Additionally, Yuvo supports a pipeline for race and ethnicity concordant care. We recommended further investment in education and training for community members to work locally, as well as the development of metrics that measure workforce diversity.
Preparing for a bright future for FQHCs in New York State
The SHERPA draft is a promising framework for improving health equity across a large and highly variable state healthcare environment.

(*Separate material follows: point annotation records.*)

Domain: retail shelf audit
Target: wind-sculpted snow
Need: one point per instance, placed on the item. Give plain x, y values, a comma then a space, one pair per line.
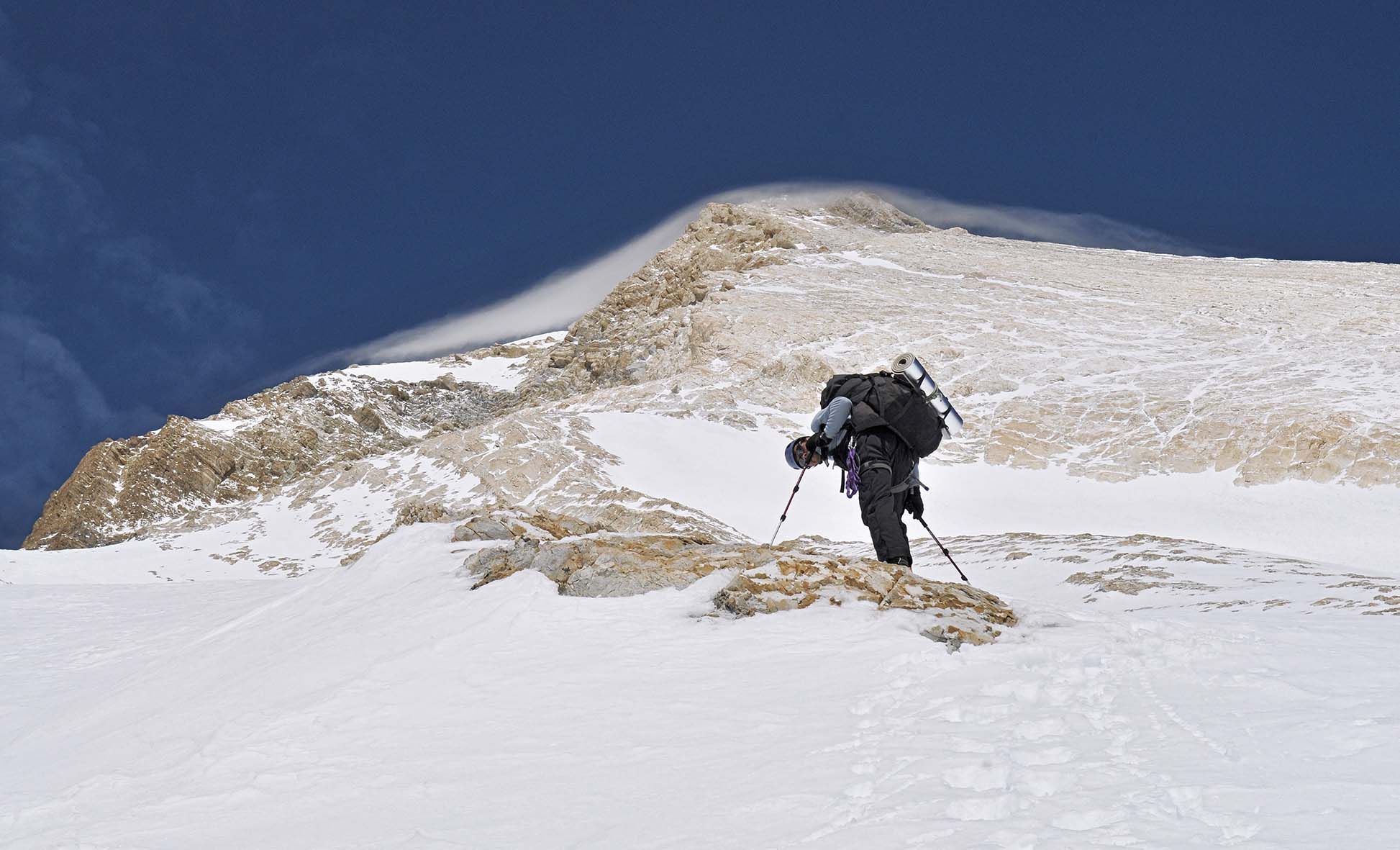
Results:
1106, 364
521, 597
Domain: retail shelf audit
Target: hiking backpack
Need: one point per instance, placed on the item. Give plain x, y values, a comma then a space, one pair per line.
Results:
889, 401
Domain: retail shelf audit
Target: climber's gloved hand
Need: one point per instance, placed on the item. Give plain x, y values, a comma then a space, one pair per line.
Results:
914, 503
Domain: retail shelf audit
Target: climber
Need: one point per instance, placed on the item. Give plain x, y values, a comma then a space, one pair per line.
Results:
878, 464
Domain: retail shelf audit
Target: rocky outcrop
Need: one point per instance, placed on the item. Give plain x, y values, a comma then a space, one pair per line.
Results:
253, 446
1106, 364
614, 342
766, 580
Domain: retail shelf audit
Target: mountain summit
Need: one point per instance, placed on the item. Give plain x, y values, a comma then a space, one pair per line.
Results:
522, 595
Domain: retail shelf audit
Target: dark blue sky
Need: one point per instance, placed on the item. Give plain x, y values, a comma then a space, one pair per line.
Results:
201, 195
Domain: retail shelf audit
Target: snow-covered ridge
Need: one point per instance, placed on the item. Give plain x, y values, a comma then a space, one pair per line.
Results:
1179, 474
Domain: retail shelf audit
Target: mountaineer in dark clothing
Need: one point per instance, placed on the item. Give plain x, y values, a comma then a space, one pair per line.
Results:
885, 474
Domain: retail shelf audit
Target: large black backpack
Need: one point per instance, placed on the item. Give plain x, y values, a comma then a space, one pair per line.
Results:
891, 401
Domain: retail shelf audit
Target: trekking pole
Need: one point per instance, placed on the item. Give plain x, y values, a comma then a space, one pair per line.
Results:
783, 518
944, 548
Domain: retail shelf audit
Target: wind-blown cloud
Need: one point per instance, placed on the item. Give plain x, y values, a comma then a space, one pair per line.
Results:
546, 306
51, 408
48, 199
562, 297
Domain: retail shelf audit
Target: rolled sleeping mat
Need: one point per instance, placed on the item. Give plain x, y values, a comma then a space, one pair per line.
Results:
912, 369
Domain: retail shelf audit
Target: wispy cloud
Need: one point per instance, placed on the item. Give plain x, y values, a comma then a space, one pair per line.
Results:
48, 199
562, 297
545, 306
51, 410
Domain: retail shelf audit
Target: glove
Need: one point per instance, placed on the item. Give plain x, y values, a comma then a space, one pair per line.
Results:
914, 502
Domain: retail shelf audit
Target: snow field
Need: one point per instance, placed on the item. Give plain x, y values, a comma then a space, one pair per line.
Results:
741, 479
389, 706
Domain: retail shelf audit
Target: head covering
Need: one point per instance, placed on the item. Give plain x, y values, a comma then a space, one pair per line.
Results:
790, 454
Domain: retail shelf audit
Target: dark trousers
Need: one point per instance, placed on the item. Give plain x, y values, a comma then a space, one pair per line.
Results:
885, 464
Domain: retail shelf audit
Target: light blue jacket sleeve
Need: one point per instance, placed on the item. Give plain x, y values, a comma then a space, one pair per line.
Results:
830, 419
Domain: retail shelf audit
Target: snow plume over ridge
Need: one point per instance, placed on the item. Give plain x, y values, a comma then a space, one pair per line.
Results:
566, 294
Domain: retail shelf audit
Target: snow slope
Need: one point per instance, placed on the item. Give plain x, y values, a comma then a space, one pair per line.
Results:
1199, 661
388, 706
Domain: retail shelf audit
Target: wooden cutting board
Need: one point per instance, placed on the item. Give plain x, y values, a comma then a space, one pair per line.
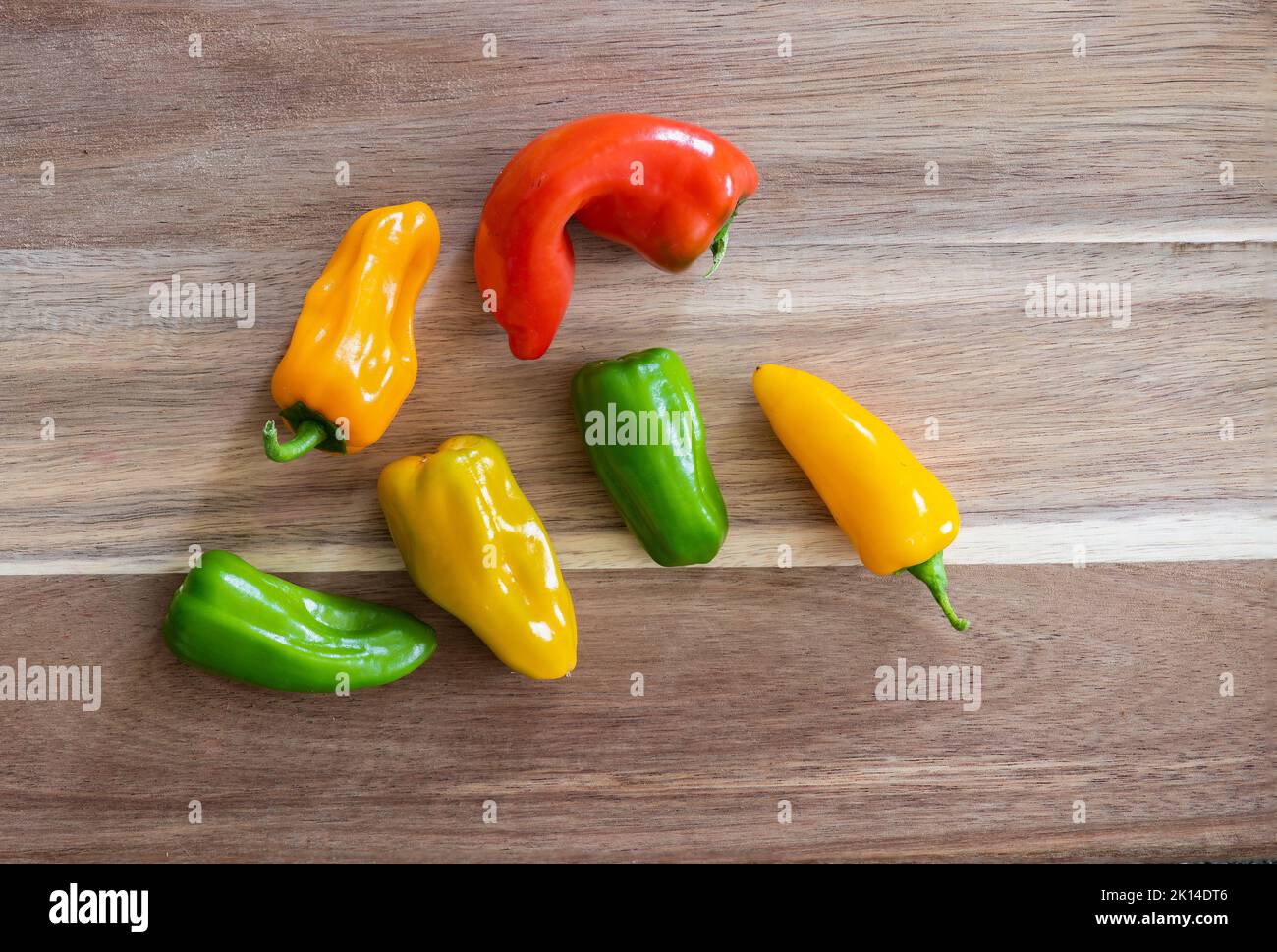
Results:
923, 169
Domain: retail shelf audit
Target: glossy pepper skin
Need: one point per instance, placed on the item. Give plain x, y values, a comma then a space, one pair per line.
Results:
693, 182
645, 437
234, 620
895, 513
475, 546
352, 357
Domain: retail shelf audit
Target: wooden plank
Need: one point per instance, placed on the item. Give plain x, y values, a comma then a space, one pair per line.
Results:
157, 148
758, 685
1054, 432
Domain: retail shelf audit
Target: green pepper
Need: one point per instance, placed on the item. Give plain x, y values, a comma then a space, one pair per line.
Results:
645, 438
239, 621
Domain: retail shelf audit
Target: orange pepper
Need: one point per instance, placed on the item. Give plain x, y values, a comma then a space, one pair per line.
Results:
895, 513
353, 362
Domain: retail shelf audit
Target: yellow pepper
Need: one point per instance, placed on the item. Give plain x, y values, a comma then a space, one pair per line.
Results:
475, 546
895, 513
352, 361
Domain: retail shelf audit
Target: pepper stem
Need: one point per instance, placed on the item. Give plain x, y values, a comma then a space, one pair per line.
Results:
719, 245
305, 437
932, 575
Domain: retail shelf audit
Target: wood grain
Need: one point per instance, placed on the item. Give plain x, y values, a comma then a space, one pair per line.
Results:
1064, 438
1054, 432
1098, 685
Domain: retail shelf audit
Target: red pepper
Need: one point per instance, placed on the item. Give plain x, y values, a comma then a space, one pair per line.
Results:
664, 188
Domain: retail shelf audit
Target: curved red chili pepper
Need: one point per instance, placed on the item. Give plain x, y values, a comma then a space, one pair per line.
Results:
667, 190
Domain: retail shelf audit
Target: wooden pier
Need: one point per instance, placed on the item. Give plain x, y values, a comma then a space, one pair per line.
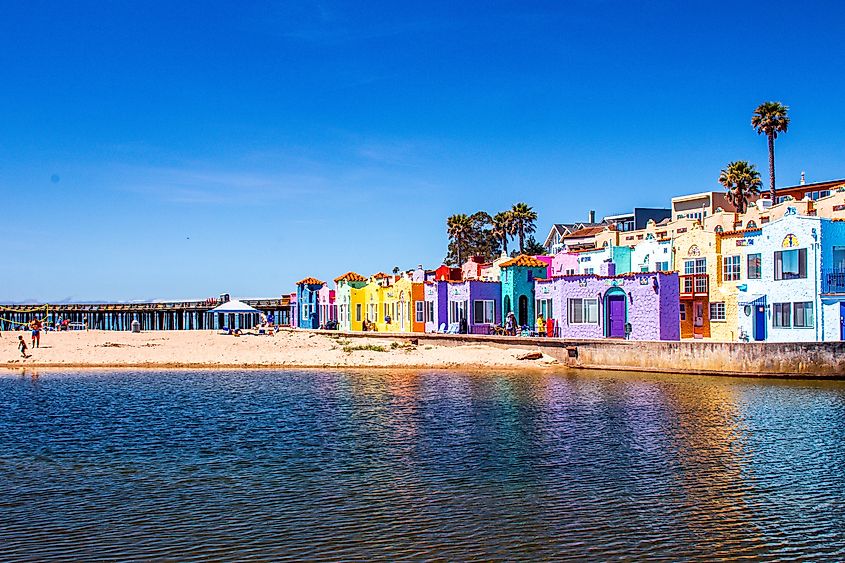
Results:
164, 315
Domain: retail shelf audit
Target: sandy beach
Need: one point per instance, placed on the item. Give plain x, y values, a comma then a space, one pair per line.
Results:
288, 348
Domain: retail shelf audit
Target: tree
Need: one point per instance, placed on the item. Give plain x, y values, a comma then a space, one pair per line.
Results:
503, 228
742, 180
533, 248
770, 118
523, 218
458, 228
477, 240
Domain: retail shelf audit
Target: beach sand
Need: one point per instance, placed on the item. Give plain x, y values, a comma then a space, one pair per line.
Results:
288, 348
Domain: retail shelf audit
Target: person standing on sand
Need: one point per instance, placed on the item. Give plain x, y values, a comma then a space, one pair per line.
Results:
35, 325
22, 346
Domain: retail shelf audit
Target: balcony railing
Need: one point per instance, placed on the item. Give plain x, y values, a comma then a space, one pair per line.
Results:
833, 280
694, 285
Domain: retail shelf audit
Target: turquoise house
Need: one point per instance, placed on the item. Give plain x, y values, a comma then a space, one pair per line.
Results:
518, 275
307, 300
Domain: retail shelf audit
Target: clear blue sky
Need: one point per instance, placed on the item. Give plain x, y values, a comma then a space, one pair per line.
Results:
178, 149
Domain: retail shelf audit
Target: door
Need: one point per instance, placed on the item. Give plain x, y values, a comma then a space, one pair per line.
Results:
616, 316
759, 322
698, 318
842, 321
523, 310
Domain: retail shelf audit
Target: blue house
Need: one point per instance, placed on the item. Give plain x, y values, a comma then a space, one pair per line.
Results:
307, 301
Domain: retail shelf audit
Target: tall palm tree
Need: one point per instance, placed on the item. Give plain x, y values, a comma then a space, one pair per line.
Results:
770, 119
523, 218
742, 180
503, 228
459, 227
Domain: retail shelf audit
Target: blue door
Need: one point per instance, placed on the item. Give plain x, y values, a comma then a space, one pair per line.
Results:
759, 322
842, 321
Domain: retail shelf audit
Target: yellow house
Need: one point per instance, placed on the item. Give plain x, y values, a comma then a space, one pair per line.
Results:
349, 300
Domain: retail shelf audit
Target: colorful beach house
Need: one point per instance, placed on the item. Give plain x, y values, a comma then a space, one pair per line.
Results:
695, 257
436, 306
793, 289
403, 302
349, 300
637, 306
518, 276
474, 306
326, 306
307, 297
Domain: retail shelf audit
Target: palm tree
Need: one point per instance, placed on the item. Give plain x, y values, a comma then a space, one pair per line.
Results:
459, 227
742, 180
770, 118
503, 228
523, 218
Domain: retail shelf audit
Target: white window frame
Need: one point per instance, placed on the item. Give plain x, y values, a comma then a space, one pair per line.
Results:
717, 311
583, 307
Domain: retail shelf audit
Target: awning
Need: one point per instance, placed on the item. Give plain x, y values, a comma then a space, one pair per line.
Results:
753, 299
234, 306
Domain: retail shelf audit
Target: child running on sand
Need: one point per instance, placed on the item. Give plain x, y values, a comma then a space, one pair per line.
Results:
22, 347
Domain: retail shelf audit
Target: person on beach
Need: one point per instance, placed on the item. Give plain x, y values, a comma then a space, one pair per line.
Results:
541, 325
35, 325
22, 346
510, 324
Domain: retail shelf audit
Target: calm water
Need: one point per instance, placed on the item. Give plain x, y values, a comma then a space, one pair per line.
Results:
376, 465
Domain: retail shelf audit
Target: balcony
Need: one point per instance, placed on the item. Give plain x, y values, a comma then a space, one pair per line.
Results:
694, 285
833, 280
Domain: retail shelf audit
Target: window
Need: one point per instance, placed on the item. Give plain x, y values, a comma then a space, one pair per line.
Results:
730, 268
791, 264
544, 307
781, 317
717, 311
754, 269
483, 312
802, 314
457, 311
583, 311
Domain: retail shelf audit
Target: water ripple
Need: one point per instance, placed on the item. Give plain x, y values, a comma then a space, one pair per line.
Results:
354, 465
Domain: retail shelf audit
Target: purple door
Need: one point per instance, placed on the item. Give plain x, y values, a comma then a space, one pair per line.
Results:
616, 316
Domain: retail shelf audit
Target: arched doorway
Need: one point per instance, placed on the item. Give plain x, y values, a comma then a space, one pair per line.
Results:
523, 310
616, 313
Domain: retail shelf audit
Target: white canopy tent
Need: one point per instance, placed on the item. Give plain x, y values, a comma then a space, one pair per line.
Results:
237, 309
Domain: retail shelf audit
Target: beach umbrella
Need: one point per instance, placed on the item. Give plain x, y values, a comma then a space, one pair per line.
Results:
235, 307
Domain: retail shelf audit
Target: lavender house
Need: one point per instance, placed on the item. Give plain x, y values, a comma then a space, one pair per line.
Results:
436, 305
479, 303
639, 306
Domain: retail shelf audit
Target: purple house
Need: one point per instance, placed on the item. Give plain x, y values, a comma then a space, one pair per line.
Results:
479, 303
436, 306
638, 306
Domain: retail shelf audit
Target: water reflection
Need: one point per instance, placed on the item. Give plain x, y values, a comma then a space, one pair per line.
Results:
390, 465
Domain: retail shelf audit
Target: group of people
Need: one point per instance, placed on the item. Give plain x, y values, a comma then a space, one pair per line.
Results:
543, 327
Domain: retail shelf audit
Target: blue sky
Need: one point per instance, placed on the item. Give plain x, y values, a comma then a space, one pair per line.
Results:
170, 150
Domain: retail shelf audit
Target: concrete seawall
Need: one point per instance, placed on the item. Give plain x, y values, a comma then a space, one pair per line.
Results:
805, 360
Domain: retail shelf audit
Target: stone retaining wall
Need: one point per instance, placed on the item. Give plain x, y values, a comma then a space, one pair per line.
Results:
799, 359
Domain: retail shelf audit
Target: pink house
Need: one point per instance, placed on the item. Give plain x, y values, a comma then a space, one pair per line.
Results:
564, 264
325, 301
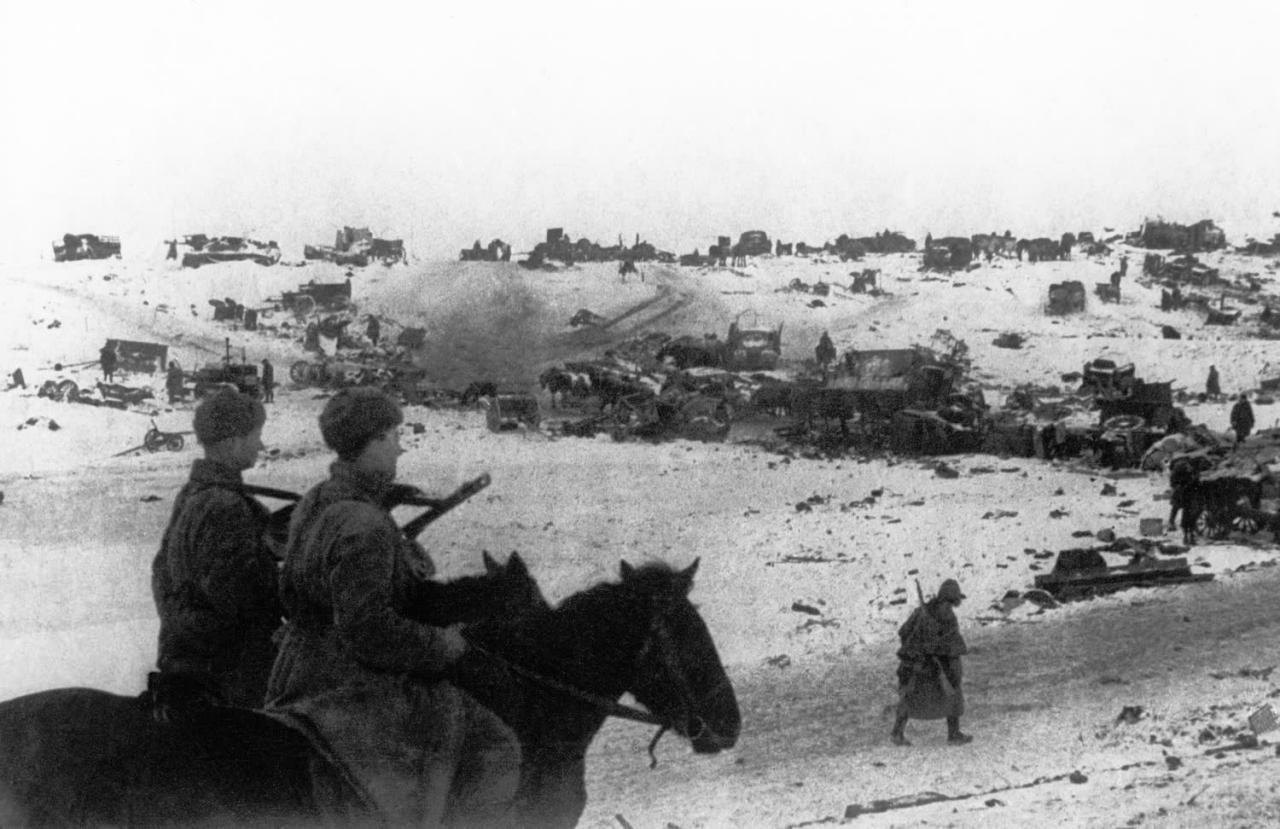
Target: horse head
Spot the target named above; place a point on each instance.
(679, 674)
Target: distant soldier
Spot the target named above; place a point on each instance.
(1183, 476)
(173, 383)
(268, 381)
(824, 351)
(109, 360)
(929, 673)
(1242, 417)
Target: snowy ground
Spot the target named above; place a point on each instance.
(78, 526)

We applaud state officials for recognizing the vital role that FQHCs, community-based organizations, and other partners play in improving outcomes for Medicaid beneficiaries.
While there are still many ways to make the Medicaid ecosystem even more efficient and effective for individuals and their communities, we strongly believe that the future is bright for FQHCs. We are eager to continue sharing our commentary and experiences with state officials to inform the future of Medicaid in New York State and ensure that emerging policies are optimized for FQHC success to create a sustainable, resilient, equitable health system for all individuals.